Mali : L’État met en vente une tonne d’or de Loulo-Gounkoto pour relancer la mine.

Le complexe minier Loulo-Gounkoto, exploité par le géant canadien Barrick Mining, traverse l’une des périodes les plus critiques de son histoire au Mali. Face à l’arrêt quasi total de ses activités depuis plus de six mois, les autorités maliennes ont autorisé la vente d’une tonne d’or issue du stock existant afin de financer la reprise de la production.
Estimée à environ 107 millions de dollars, cette opération permettra de couvrir les salaires impayés, d’acheter le carburant nécessaire au redémarrage de l’usine, et de régler les dettes envers les sous-traitants locaux, dans un contexte de forte pression sociale et économique autour du site.
Une reprise partielle mais fragile
L’usine a officiellement redémarré ses activités au début du mois de juillet 2025, après avoir été placée sous administration judiciaire par décision du tribunal de grande instance de Bamako le 16 juin dernier. C’est Zoumana Makadji, expert-comptable et ancien ministre de la Santé, qui a été nommé administrateur provisoire de la mine par les autorités.
Toutefois, malgré cette relance, la production reste très limitée. Plusieurs sources internes estiment qu’il faudra au moins 4 mois pour retrouver un rythme opérationnel normal, un délai qui pourrait encore s’allonger en raison du départ de nombreux expatriés et du manque d’accès aux systèmes techniques de Barrick, désormais restreints.
Un conflit juridique et fiscal en toile de fond
La crise trouve son origine dans l’application du nouveau code minier adopté en 2023 par le Mali. Ce texte vise à renforcer la souveraineté économique du pays en augmentant la part de l’État dans les revenus miniers et en alourdissant la fiscalité des opérateurs étrangers. Barrick juge cette réforme rétroactive et contraire aux conventions internationales signées avec l’État malien.
En janvier 2025, le gouvernement malien avait bloqué les exportations de Barrick et saisi trois tonnes d’or, déclenchant un bras de fer qui perdure. L’entreprise canadienne a depuis déposé un recours en arbitrage international, estimant que ses droits contractuels sont violés.
Une mine stratégique pour Barrick et pour le Mali
Le site de Loulo-Gounkoto n’est pas une mine comme les autres. Il représente le deuxième actif le plus rentable de Barrick après sa mine du Nevada. Sa contribution aux résultats du groupe est suffisamment importante pour que Barrick ait décidé, en juin, de retirer Loulo-Gounkoto de ses prévisions de production 2025, signe d’un pessimisme profond sur l’évolution du différend.
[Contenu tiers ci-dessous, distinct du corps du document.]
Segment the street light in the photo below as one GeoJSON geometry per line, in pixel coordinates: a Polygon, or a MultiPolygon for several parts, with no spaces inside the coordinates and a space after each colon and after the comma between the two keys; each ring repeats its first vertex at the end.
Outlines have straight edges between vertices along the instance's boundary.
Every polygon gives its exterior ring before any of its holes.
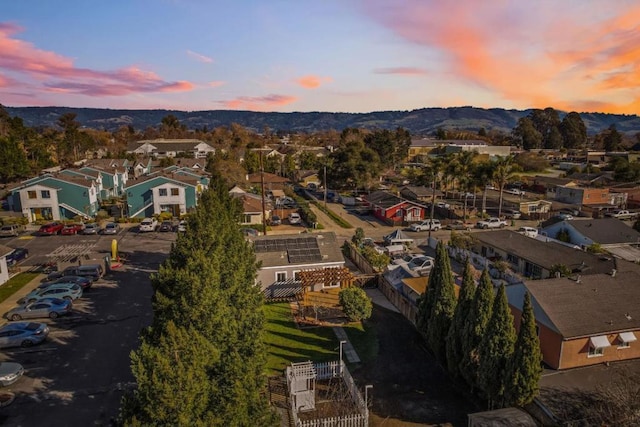
{"type": "Polygon", "coordinates": [[[367,384],[364,386],[364,407],[369,410],[369,389],[373,388],[373,385],[367,384]]]}
{"type": "Polygon", "coordinates": [[[342,344],[346,343],[346,341],[340,341],[340,373],[342,373],[342,344]]]}

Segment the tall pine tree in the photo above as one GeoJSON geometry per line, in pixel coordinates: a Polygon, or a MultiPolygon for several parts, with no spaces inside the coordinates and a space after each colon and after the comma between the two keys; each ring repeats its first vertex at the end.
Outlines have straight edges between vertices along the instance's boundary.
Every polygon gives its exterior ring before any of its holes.
{"type": "Polygon", "coordinates": [[[446,339],[456,307],[456,296],[449,254],[442,242],[436,246],[436,259],[429,274],[429,288],[431,286],[433,303],[427,324],[427,344],[438,362],[446,365],[446,339]]]}
{"type": "Polygon", "coordinates": [[[480,388],[487,398],[489,408],[502,408],[508,382],[507,364],[513,356],[516,331],[513,316],[507,302],[504,285],[500,286],[493,303],[493,312],[487,331],[480,343],[480,388]]]}
{"type": "Polygon", "coordinates": [[[507,365],[506,400],[510,405],[525,406],[533,401],[539,392],[542,374],[542,353],[536,333],[536,319],[531,305],[531,296],[524,294],[520,330],[513,353],[507,365]]]}
{"type": "Polygon", "coordinates": [[[462,363],[464,325],[466,319],[470,316],[475,292],[476,284],[473,279],[473,267],[467,260],[462,272],[462,286],[458,294],[458,303],[453,314],[449,334],[447,335],[447,367],[454,378],[461,375],[460,365],[462,363]]]}
{"type": "MultiPolygon", "coordinates": [[[[184,328],[197,325],[219,352],[206,370],[206,413],[216,414],[209,425],[270,425],[273,414],[261,395],[266,351],[255,255],[238,225],[239,202],[226,188],[219,176],[212,178],[189,217],[187,233],[153,276],[154,321],[148,343],[160,345],[170,322],[184,328]]],[[[149,377],[137,373],[138,386],[149,377]]]]}
{"type": "Polygon", "coordinates": [[[489,271],[484,269],[480,276],[480,283],[476,289],[466,317],[462,332],[462,360],[460,373],[471,390],[478,388],[478,364],[480,361],[478,347],[487,330],[493,307],[493,284],[489,271]]]}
Du côté malien, Loulo-Gounkoto est également un atout stratégique. Dans un pays où l’or représente plus de 70 % des recettes d’exportation, la maîtrise de ses gisements devient une priorité politique et économique. La décision de vendre une tonne d’or constitue un acte fort, mais également un signal de défiance vis-à-vis de l’opérateur privé.
Une incertitude juridique sur l’avenir du site
La situation est d’autant plus complexe que le permis d’exploitation actuel expire en février 2026. Depuis quatre mois, Barrick attend une réponse à sa demande de renouvellement, qui reste sans suite. L’absence de clarification alimente les spéculations autour d’une possible renationalisation du site, ou d’un changement de partenaire industriel à court terme.
Contexte régional : vers une souveraineté minière accrue ?
Le conflit malien s’inscrit dans une tendance régionale plus large. Au Mali, au Niger et au Burkina Faso, les régimes militaires multiplient les initiatives de reprise en main du secteur minier, portés par la flambée des cours de l’or, qui ont atteint 3 500 dollars l’once en avril 2025.
Par contraste, des pays comme le Ghana ou la Côte d’Ivoire adoptent des approches plus institutionnelles : hausse progressive des redevances, amélioration de la gouvernance, et mise en place de structures nationales de régulation comme le GoldBod ghanéen, chargé de centraliser le commerce de l’or.
Quel avenir pour Loulo-Gounkoto ?
La vente imminente d’une partie du stock d’or de Loulo-Gounkoto pourrait créer un précédent lourd de conséquences pour l’attractivité minière de la région. Elle marque une ingérence directe de l’État dans la gestion d’un actif officiellement toujours sous licence d’un opérateur privé international.
Si cette action vise à garantir la souveraineté économique du Mali, elle pose aussi la question du climat des affaires, de la sécurité juridique des investissements, et de la capacité du pays à attirer de nouveaux partenaires miniers à l’avenir.